On the other hand, reports sent by FAFEN observers from 124 constituencies show that police are providing security only to a particular candidate in 12 constituencies of eight districts – four in Punjab, two in Sindh and two in NWFP.
In Punjab, police are providing security only to particular candidates in six constituencies of Khushab, Muzaffargarh, Rawalpindi and Jhelum districts. In NWFP, police are providing security to specific candidates in two constituencies of Swabi and Kohat districts, whereas in Sindh police are providing security to one candidate each in Dadu and Thatha.
4. Interference By Intelligence Agencies
FAFEN observers’ reports reveal that in 10 constituencies (in six districts of Punjab and one each in Sindh and Balochistan) the officials of intelligence agencies are intimidating candidates.
Such reports have come from eight constituencies of Khushab, Faisalabad, Dera Ghazi Khan, Rawalpindi, Khanewal, Lahore and Jhelum districts in Punjab; one constituency in Thatta district (Sindh) and one in Loralai district (Balochistan).
FAFEN observers have also sent reports from 12 constituencies of 10 districts (seven in Punjab and three in Balochistan) stating that officials of intelligence agencies are wooing support for a particular candidate.
Such reports have come from nine constituencies of Khushab, Dera Ghazi Khan, Muzaffargarh, Khanewal, Lahore, Jhelum and Mianwali districts in Punjab and from three constituencies in Nasirabad, Loralai and Gwadar districts of Balochistan.
5. Supporters Intimidating Voters and Destroying Election Material
From 17 out of 151 constituencies, FAFEN observers report that supporters of a particular candidate are intimidating and harassing potential voters in 15 districts. These 17 constituencies are situated in eight districts of Punjab, three districts each in NWFP and Sindh and one in Balochistan.
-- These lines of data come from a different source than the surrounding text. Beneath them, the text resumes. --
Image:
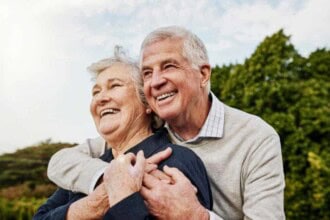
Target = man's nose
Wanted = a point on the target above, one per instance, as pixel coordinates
(157, 80)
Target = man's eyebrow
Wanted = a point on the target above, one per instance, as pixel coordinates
(169, 60)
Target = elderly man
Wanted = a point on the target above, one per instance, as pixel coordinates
(241, 152)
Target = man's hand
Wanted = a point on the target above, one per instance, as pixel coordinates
(123, 176)
(177, 200)
(154, 160)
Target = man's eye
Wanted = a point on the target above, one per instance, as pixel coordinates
(95, 92)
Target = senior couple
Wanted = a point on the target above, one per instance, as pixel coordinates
(145, 179)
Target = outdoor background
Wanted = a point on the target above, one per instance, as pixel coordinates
(270, 58)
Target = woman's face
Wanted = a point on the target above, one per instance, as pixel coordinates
(116, 107)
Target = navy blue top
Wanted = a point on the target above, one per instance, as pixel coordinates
(133, 207)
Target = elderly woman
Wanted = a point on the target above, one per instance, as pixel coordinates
(124, 120)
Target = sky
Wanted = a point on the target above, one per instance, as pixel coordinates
(45, 47)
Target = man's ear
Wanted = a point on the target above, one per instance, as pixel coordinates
(205, 71)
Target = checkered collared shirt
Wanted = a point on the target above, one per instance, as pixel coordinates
(213, 126)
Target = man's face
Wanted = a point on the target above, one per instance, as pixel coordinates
(172, 87)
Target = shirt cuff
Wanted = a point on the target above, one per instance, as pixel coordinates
(214, 216)
(95, 179)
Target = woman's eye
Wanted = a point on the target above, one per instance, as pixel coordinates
(167, 66)
(115, 85)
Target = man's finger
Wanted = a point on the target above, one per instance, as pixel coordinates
(126, 158)
(161, 176)
(140, 161)
(178, 176)
(174, 173)
(146, 194)
(150, 181)
(160, 156)
(150, 167)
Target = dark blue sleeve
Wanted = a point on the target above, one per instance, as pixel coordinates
(132, 207)
(55, 207)
(193, 168)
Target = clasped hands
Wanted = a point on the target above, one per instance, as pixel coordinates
(168, 194)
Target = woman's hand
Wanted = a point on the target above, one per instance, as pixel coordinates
(123, 176)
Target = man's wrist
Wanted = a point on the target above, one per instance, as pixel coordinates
(203, 214)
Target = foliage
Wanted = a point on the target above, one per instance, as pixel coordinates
(292, 94)
(23, 180)
(19, 209)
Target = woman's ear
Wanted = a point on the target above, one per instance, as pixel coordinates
(148, 110)
(205, 71)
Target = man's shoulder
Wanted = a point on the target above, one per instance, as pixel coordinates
(93, 146)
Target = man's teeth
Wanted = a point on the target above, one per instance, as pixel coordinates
(109, 111)
(165, 95)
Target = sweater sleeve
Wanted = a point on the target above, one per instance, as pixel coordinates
(82, 173)
(263, 181)
(55, 207)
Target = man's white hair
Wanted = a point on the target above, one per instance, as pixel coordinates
(193, 49)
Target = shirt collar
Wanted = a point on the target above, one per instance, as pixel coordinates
(213, 126)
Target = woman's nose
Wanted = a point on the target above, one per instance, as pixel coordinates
(103, 98)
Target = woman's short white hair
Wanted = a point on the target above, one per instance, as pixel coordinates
(120, 56)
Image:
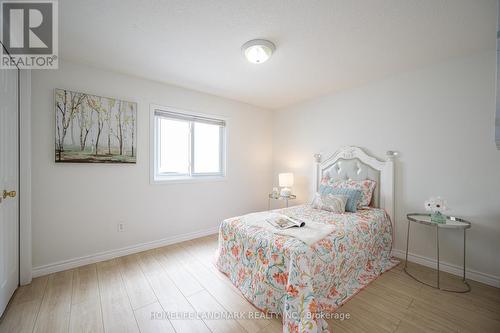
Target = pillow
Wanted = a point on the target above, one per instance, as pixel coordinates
(330, 202)
(353, 195)
(366, 187)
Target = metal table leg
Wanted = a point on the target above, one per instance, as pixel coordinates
(438, 264)
(407, 242)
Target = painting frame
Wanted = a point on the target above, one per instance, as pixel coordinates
(94, 129)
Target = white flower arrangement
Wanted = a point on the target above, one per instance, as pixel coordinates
(435, 205)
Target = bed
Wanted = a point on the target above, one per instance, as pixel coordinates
(306, 284)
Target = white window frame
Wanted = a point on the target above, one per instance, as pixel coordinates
(156, 177)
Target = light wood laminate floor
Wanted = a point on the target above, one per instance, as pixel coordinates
(120, 295)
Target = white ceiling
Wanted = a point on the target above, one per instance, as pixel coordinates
(322, 46)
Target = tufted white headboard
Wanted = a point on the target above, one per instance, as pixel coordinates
(353, 163)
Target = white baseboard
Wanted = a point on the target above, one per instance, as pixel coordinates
(106, 255)
(488, 279)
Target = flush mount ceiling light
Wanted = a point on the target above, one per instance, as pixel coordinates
(258, 51)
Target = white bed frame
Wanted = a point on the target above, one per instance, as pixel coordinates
(353, 163)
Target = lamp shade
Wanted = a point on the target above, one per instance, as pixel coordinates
(285, 179)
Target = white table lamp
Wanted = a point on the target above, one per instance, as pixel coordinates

In Punjab, supporters of candidates are harassing potential voters in Faisalabad, Muzaffargarh, Multan, Rawalpindi, Khanewal, Lahore, Jhelum and Mianwali districts. In NWFP, such reports have come from Buner, Haripur and Swabi districts. Similar reports have been received from Karachi Central, Nawabshah and Thatta districts in Sindh and from Gwadar district in Balochistan.
According to FAFEN observers, supporters of a particular candidate are destroying election material of their rival candidates in five out of 150 constituencies in five districts (two in Punjab and three in Sindh). Such reports have been sent by FAFEN observers from Khanewal and Mianwali districts of Punjab and Sanghar, Nawabshah and Thatta districts in Sindh.
About FAFEN:The Free and Fair Election Network (FAFEN) is a coalition of thirty leading Pakistani civil society organizations. It was established in 2006 to observe the election process, educate voters, and advocate for electoral and democratic reform.